I also highly recommend both yoga and pilates for the ageing body.  Yoga I have done on and off for 20 years, but I'm doing it more regularly now, and really reaping the benefits in overall flexibility and lack of aches and pains (other than those I can attribute to a particular exercise session).  It's also done wonders for rehabbing my ankle.  Even physical therapists don't have exercises to strengthen ankles, but the balancing exercises (everything from Eagle Pose to Vasisthasana Pose) have really made my ankle much more stable and stronger. It's important to find a yoga teacher who doesn't push you to do things that are unsafe, but I can't say enough good about (safely done) yoga.
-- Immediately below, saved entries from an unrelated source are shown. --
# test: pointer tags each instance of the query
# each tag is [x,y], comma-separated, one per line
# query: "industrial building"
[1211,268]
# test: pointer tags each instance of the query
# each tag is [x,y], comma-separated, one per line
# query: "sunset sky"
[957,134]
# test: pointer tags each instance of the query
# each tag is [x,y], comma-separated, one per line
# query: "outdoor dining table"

Pilates I am newer to.  I have been wanting to take it up for several years, but couldn't fit it into my schedule.  The first few times I said to the teacher "this really looks and feels like a medieval torture device" (her answer: "everyone says that"), but I've done about a dozen sessions now, and I can feel that it's doing a lot to strengthen my core, which is important for many things that "go south" as we age.   While I'm getting to a level that I find strenuous (Pilates instructors, or at least mine, start you out very gently, and it was only my progress from week to week that convinced me that this was really exercise), it never hurts (or at least isn't supposed to).

I'll keep posting on how this evolves.  Maybe a year from now I'll be a couch potato, but I doubt it. It doesn't hurt that I live in California, where I can do outdoor exercise year round.  And I'm doing my best to stay out of hospitals and other medical facilities -- starting this from near zero was damn hard, and I'd rather avoid doing that again.